Frente al fervor autonómico de los partidos gobernantes en Cantabria que sólo ven señales de progreso por el autogobierno en los últimos 40 años, otras voces críticas lamentan el estancamiento o la pérdida de peso de la comunidad en el escalafón socio-económico nacional durante ese tiempo y la extrema dependencia del trato que dispense Madrid, o formulan, como el historiador y periodista Juan Luis Fernández, propuestas concretas para reactivar el vigor de la comunidad. El PP va más lejos cuando resume que el Gobierno bipartito que preside Revilla ha convertido la autonomía en un permanente ejercicio de sumisión a los caprichos de Pedro Sánchez en Madrid.
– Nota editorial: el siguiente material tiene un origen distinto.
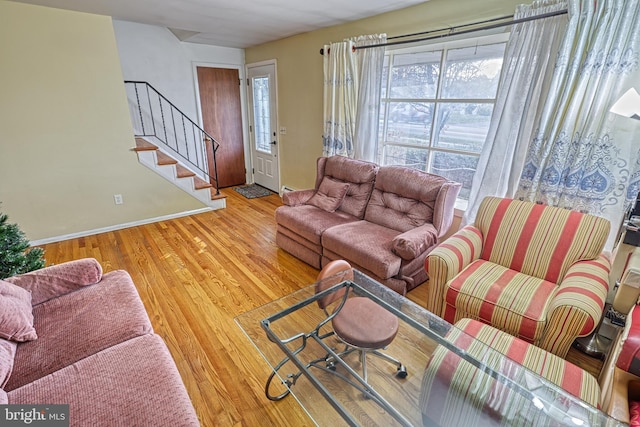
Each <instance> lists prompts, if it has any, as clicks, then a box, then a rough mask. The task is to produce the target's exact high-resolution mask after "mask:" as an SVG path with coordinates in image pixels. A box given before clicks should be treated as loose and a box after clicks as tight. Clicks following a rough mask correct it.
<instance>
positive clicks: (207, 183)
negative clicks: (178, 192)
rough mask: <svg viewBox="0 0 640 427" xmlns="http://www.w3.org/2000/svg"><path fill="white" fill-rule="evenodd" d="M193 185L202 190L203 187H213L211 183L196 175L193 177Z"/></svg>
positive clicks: (208, 187)
mask: <svg viewBox="0 0 640 427" xmlns="http://www.w3.org/2000/svg"><path fill="white" fill-rule="evenodd" d="M193 186H194V187H195V189H196V190H202V189H204V188H211V187H213V185H211V184H210V183H208V182H207V181H205V180H202V179H200V178H198V177H197V176H194V177H193Z"/></svg>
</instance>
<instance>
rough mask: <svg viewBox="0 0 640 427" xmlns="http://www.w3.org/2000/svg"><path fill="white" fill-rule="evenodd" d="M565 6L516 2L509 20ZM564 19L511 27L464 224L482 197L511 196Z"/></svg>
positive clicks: (464, 217) (564, 7)
mask: <svg viewBox="0 0 640 427" xmlns="http://www.w3.org/2000/svg"><path fill="white" fill-rule="evenodd" d="M566 8H567V2H566V1H565V0H562V1H560V0H543V1H535V2H533V3H532V4H531V5H519V6H518V7H517V8H516V11H515V14H514V19H522V18H529V17H533V16H537V15H541V14H544V13H550V12H556V11H560V10H564V9H566ZM566 23H567V17H566V16H563V15H561V16H557V17H553V18H546V19H538V20H534V21H529V22H524V23H520V24H516V25H514V26H513V27H512V28H511V35H510V37H509V42H508V43H507V47H506V49H505V59H504V63H503V66H502V70H503V71H502V75H501V79H500V84H499V86H498V87H499V90H498V94H497V96H496V104H495V107H494V109H493V116H492V120H491V124H490V126H489V131H488V134H487V139H486V142H485V145H484V147H483V151H482V153H481V155H480V159H479V160H478V166H477V168H476V173H475V175H474V178H473V183H472V187H471V192H470V197H469V204H468V206H467V209H466V211H465V216H464V218H463V223H465V224H466V223H468V222H473V219H474V218H475V216H476V213H477V211H478V207H479V206H480V202H482V199H484V198H485V197H486V196H489V195H495V196H500V197H513V195H514V194H515V191H516V189H517V187H518V182H519V181H520V175H521V173H522V168H523V164H524V158H525V155H526V152H527V147H528V146H529V141H531V138H532V135H533V131H534V128H533V125H534V120H535V117H536V113H537V111H538V108H539V106H540V98H541V94H542V92H543V91H544V89H545V88H546V87H548V84H549V80H550V79H551V76H552V74H553V69H554V67H553V66H554V61H555V59H556V53H557V51H558V46H559V44H560V43H561V41H562V38H563V36H564V34H565V30H566Z"/></svg>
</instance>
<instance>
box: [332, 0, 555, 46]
mask: <svg viewBox="0 0 640 427" xmlns="http://www.w3.org/2000/svg"><path fill="white" fill-rule="evenodd" d="M565 14H567V9H562V10H558V11H555V12H548V13H542V14H540V15H535V16H529V17H526V18H519V19H512V20H511V21H508V22H499V23H497V24H489V25H483V24H487V23H490V22H495V21H501V20H503V19H509V18H513V16H503V17H501V18H494V19H489V20H487V21H480V22H472V23H470V24H463V25H459V26H457V27H449V28H441V29H439V30H431V31H424V32H421V33H414V34H405V35H402V36H395V37H390V38H389V39H397V38H404V37H413V36H416V35H423V34H431V33H438V32H442V31H448V33H447V34H439V35H435V36H429V37H421V38H417V39H411V40H399V41H394V42H387V43H379V44H372V45H368V46H357V47H356V46H354V47H353V50H354V51H355V50H358V49H370V48H373V47H385V46H396V45H401V44H408V43H418V42H422V41H427V40H435V39H441V38H445V37H451V36H457V35H460V34H468V33H473V32H476V31H482V30H492V29H494V28H501V27H508V26H509V25H515V24H520V23H523V22H529V21H535V20H538V19H545V18H552V17H554V16H559V15H565ZM477 25H481V26H480V27H478V28H471V29H467V30H461V31H456V30H457V29H458V28H464V27H471V26H477ZM320 55H324V48H321V49H320Z"/></svg>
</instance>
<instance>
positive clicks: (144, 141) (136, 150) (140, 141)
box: [133, 138, 158, 151]
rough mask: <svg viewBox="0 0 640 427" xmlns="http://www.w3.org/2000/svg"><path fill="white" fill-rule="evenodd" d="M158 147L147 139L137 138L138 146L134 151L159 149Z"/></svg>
mask: <svg viewBox="0 0 640 427" xmlns="http://www.w3.org/2000/svg"><path fill="white" fill-rule="evenodd" d="M157 149H158V147H156V146H155V145H153V144H152V143H150V142H149V141H147V140H146V139H142V138H136V148H134V149H133V150H134V151H154V150H157Z"/></svg>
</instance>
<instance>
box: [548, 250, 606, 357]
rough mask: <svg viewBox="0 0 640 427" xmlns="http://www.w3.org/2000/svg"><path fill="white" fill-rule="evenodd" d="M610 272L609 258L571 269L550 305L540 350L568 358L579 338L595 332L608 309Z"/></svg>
mask: <svg viewBox="0 0 640 427" xmlns="http://www.w3.org/2000/svg"><path fill="white" fill-rule="evenodd" d="M610 270H611V262H610V261H609V258H607V257H606V256H605V255H600V256H599V257H598V258H596V259H594V260H592V261H578V262H576V263H575V264H573V265H572V266H571V267H569V269H568V270H567V274H566V275H565V277H564V279H563V280H562V282H561V283H560V286H559V287H558V291H557V292H556V294H555V296H554V297H553V299H552V300H551V301H550V302H549V307H548V309H547V327H546V329H545V332H544V335H543V337H542V340H541V341H540V347H542V348H544V349H545V350H547V351H549V352H551V353H553V354H555V355H558V356H560V357H562V358H564V357H565V356H566V355H567V352H568V351H569V349H570V348H571V344H572V343H573V342H574V341H575V339H576V338H578V337H581V336H586V335H589V334H590V333H591V332H593V330H594V329H595V328H596V327H597V326H598V323H599V322H600V318H601V317H602V312H603V310H604V303H605V300H606V298H607V293H608V291H609V271H610Z"/></svg>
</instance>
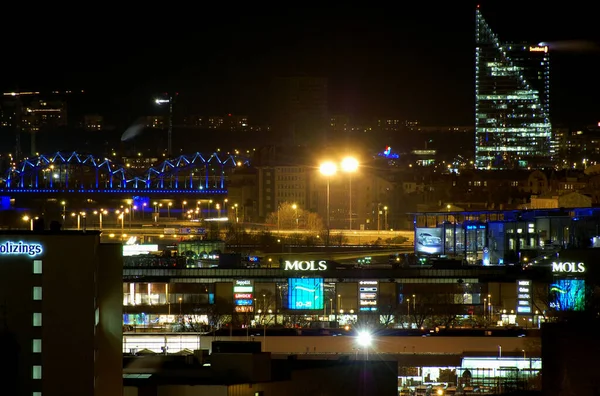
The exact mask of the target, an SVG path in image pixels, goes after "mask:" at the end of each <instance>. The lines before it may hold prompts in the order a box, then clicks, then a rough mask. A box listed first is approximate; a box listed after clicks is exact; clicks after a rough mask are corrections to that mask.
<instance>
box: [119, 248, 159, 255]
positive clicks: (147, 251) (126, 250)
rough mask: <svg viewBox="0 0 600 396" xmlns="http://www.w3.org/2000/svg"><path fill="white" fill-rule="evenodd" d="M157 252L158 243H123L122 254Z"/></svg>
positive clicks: (147, 253) (131, 254)
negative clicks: (144, 243) (157, 244)
mask: <svg viewBox="0 0 600 396" xmlns="http://www.w3.org/2000/svg"><path fill="white" fill-rule="evenodd" d="M152 252H158V245H123V256H135V255H138V254H149V253H152Z"/></svg>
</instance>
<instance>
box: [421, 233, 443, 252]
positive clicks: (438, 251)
mask: <svg viewBox="0 0 600 396" xmlns="http://www.w3.org/2000/svg"><path fill="white" fill-rule="evenodd" d="M443 242H444V240H443V239H442V229H441V228H417V229H416V233H415V252H416V253H426V254H441V253H443V252H444V243H443Z"/></svg>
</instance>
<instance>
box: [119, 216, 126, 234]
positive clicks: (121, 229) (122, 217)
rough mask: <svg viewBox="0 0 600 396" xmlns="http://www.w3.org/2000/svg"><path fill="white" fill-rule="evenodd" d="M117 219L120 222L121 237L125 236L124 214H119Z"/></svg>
mask: <svg viewBox="0 0 600 396" xmlns="http://www.w3.org/2000/svg"><path fill="white" fill-rule="evenodd" d="M117 218H118V219H120V220H121V235H123V234H125V230H124V229H125V212H121V213H120V214H119V217H117Z"/></svg>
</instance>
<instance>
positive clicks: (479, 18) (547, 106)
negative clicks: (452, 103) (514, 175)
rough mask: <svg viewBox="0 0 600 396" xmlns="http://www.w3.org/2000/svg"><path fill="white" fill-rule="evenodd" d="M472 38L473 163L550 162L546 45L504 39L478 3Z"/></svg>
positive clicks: (549, 164)
mask: <svg viewBox="0 0 600 396" xmlns="http://www.w3.org/2000/svg"><path fill="white" fill-rule="evenodd" d="M475 38H476V49H475V161H476V167H477V168H478V169H516V168H546V167H550V166H552V160H553V156H554V154H553V145H552V127H551V124H550V94H549V88H550V86H549V78H550V56H549V53H548V47H547V46H543V45H538V44H535V45H531V44H524V43H502V42H501V41H500V40H499V39H498V36H497V35H496V34H495V33H494V32H493V31H492V30H491V29H490V27H489V25H488V24H487V22H486V21H485V19H484V18H483V15H482V14H481V11H480V10H479V9H477V11H476V32H475Z"/></svg>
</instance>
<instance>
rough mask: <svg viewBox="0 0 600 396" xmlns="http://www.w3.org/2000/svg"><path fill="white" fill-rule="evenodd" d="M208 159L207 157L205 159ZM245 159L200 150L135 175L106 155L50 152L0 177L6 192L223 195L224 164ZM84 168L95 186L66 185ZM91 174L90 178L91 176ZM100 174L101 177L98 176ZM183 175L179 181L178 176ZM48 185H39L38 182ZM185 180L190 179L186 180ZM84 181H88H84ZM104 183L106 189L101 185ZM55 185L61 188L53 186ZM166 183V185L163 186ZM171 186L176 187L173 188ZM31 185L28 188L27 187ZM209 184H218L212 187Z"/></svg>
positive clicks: (246, 161)
mask: <svg viewBox="0 0 600 396" xmlns="http://www.w3.org/2000/svg"><path fill="white" fill-rule="evenodd" d="M206 158H208V159H206ZM249 164H250V162H249V160H248V159H247V158H244V157H236V156H233V155H230V154H221V156H219V154H218V153H212V154H211V155H210V156H204V155H202V154H200V153H194V154H191V155H181V156H179V157H176V158H174V159H165V160H164V161H163V162H161V163H159V164H158V165H156V166H154V167H150V168H148V169H146V170H143V171H140V172H139V174H137V175H136V174H134V173H137V172H133V171H132V170H131V169H129V168H127V167H126V166H124V165H123V164H118V163H115V162H113V161H111V160H110V159H108V158H95V157H94V156H93V155H89V154H79V153H77V152H72V153H61V152H57V153H55V154H53V155H40V156H38V157H32V158H28V159H25V160H23V161H22V162H21V163H19V164H18V165H17V166H15V167H11V168H10V169H9V170H8V172H7V173H6V177H4V178H2V179H0V181H1V182H3V183H4V184H5V188H4V189H0V191H5V192H19V193H21V192H37V193H40V192H49V193H50V192H87V193H89V192H94V193H98V192H105V193H111V192H118V193H123V192H139V191H149V192H150V191H155V192H168V193H185V194H190V193H196V194H198V193H205V194H226V193H227V190H226V189H225V188H224V186H225V167H230V168H235V167H237V166H240V165H249ZM73 167H75V168H80V167H87V168H91V169H93V170H94V172H95V175H94V176H95V180H90V181H89V183H90V184H93V185H94V186H95V188H92V189H83V188H75V189H73V188H69V176H71V175H72V174H73V173H74V172H73V171H72V168H73ZM198 168H201V169H202V170H203V174H202V175H200V174H199V175H198V176H197V177H196V180H194V178H193V177H192V174H193V173H194V172H198V170H197V169H198ZM50 169H51V173H52V174H51V175H50V177H48V178H47V179H46V177H47V176H43V177H40V173H41V172H44V171H48V170H50ZM94 176H92V177H94ZM101 176H102V177H101ZM180 177H181V178H182V180H181V181H180V180H179V178H180ZM44 179H46V180H45V181H44V183H46V184H47V185H48V187H49V188H40V184H41V183H40V182H41V181H42V180H44ZM186 179H188V180H189V181H187V180H186ZM79 183H80V182H78V184H79ZM86 183H87V182H86ZM101 184H106V185H107V186H109V188H104V189H103V188H100V185H101ZM55 185H57V186H60V187H62V188H55ZM165 185H168V186H165ZM173 185H174V186H175V188H173ZM180 185H181V186H182V187H183V188H179V186H180ZM26 186H30V187H26ZM211 187H218V188H214V189H212V188H211Z"/></svg>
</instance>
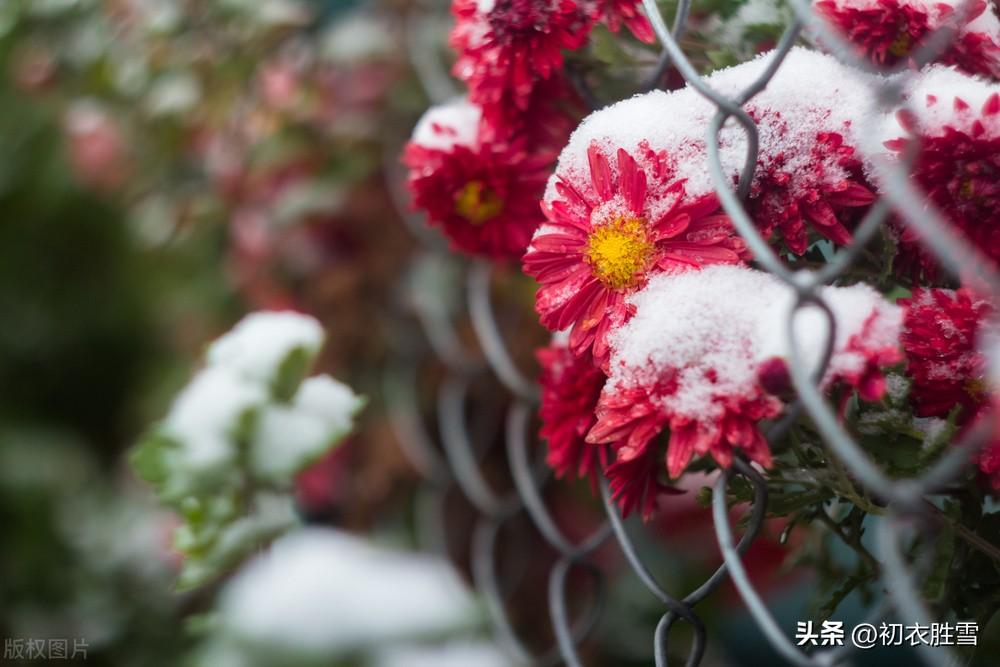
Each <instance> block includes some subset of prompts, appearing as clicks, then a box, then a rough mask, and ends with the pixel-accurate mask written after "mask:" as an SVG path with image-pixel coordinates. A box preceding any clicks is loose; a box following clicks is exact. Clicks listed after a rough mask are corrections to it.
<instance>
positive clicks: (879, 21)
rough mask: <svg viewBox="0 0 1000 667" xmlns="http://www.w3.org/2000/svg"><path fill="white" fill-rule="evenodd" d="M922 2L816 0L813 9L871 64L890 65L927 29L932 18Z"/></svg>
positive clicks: (897, 1) (925, 32) (884, 0)
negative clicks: (815, 9) (823, 17)
mask: <svg viewBox="0 0 1000 667" xmlns="http://www.w3.org/2000/svg"><path fill="white" fill-rule="evenodd" d="M923 4H924V3H919V4H917V5H914V4H911V3H909V2H905V1H899V0H873V1H872V2H870V3H857V2H850V3H848V2H844V0H820V2H817V3H816V9H817V11H819V13H820V14H821V15H823V16H824V17H825V18H826V19H827V20H829V21H830V22H831V23H833V24H834V25H835V26H837V27H838V28H839V29H840V31H841V32H843V33H844V35H845V37H846V38H847V39H848V40H850V41H851V43H853V44H854V45H855V46H857V47H858V49H860V50H861V51H862V52H863V53H864V54H865V55H866V56H868V57H869V58H871V59H872V61H873V62H874V63H875V64H877V65H894V64H896V63H897V62H899V61H900V60H902V59H905V58H906V57H907V56H909V54H910V52H911V51H912V50H913V49H914V48H915V47H916V46H917V45H918V44H919V43H920V42H921V41H922V40H923V39H924V37H925V36H926V35H927V33H928V32H930V30H931V20H932V19H931V16H930V15H929V13H928V7H927V6H921V5H923ZM926 4H927V5H928V6H929V5H930V3H926Z"/></svg>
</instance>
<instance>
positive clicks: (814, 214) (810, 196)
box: [750, 121, 875, 255]
mask: <svg viewBox="0 0 1000 667" xmlns="http://www.w3.org/2000/svg"><path fill="white" fill-rule="evenodd" d="M783 124H784V121H780V122H777V123H774V122H772V123H770V124H769V125H771V126H773V127H775V128H776V129H777V128H780V127H781V125H783ZM807 150H808V153H809V155H808V158H806V159H803V157H804V156H803V155H802V154H801V153H802V149H801V148H799V149H797V150H795V151H785V152H782V153H779V154H777V155H773V156H769V160H768V162H769V164H768V165H766V167H765V168H763V169H762V170H761V173H759V174H758V176H757V178H758V181H757V184H756V186H755V188H754V192H753V195H752V197H751V199H750V213H751V215H752V216H753V219H754V220H755V221H756V222H757V224H758V226H760V228H761V231H762V233H763V234H764V235H765V236H768V235H770V234H771V233H772V232H773V231H774V230H775V229H779V230H781V237H782V239H783V240H784V242H785V245H786V246H787V247H788V249H789V250H791V251H792V252H794V253H795V254H796V255H801V254H803V253H805V251H806V249H807V248H808V246H809V234H808V229H807V225H808V226H809V227H811V228H812V229H813V230H815V231H816V232H818V233H819V234H820V235H822V236H823V237H825V238H828V239H830V240H831V241H833V242H834V243H838V244H841V245H846V244H848V243H850V242H851V232H850V231H849V228H850V227H853V225H854V223H855V222H856V221H857V219H858V218H859V216H860V215H861V214H862V213H863V212H864V210H865V209H866V208H867V207H868V206H869V205H870V204H871V203H872V202H874V201H875V194H874V193H873V192H872V191H871V190H870V189H869V187H868V185H867V183H866V180H865V178H864V176H863V174H862V167H861V161H860V160H859V159H858V158H857V157H856V156H855V151H854V148H853V147H851V146H849V145H848V144H846V143H845V142H844V138H843V136H842V135H841V134H839V133H837V132H819V133H817V134H816V139H815V141H813V142H812V143H811V144H810V145H809V147H808V149H807Z"/></svg>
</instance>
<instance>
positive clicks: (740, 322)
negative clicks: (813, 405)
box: [606, 265, 902, 421]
Con respecto al desarrollo autonómico, no parece que haya ideas muy claras ni compartidas sobre el rumbo a tomar en el futuro cercano, máxime cuando está muy en el aire un factor de enorme trascendencia como la financiación autonómica. De vez en cuando surgen vagos llamamientos al consenso para reformar de nuevo el estatuto con objetivos de amplio calado como los que consagró el Pacto de Carmona en 1998. El presidente Revilla defiende estos días la reforma estatutaria para crear un tribunal de cuentas propio. Los autonomistas más ambiciosos postulan la cogestión con el Estado de instituciones como la UIMP o Altamira o una mayor intervención en los impuestos, o los trenes de cercanías si fuera un plan sostenible... Y desde luego, la convocatoria de elecciones anticipadas sin depender del calendario nacional. Es decir, no como en Madrid que debe volver las urnas en mayo de 2023, sino como en Castilla y León, que después de este 13 de febrero tendrá cuatro años por delante hasta los siguientes comicios. Los más prudentes, en cambio, sostienen que antes de plantear más reformas estatutarias habría que discutir por qué no se han puesto en marcha algunas competencias ya disponibles, como la Oficina del Defensor del Pueblo o el Consejo Jurídico Consultivo para el asesoramiento de las instituciones autonómicas y locales.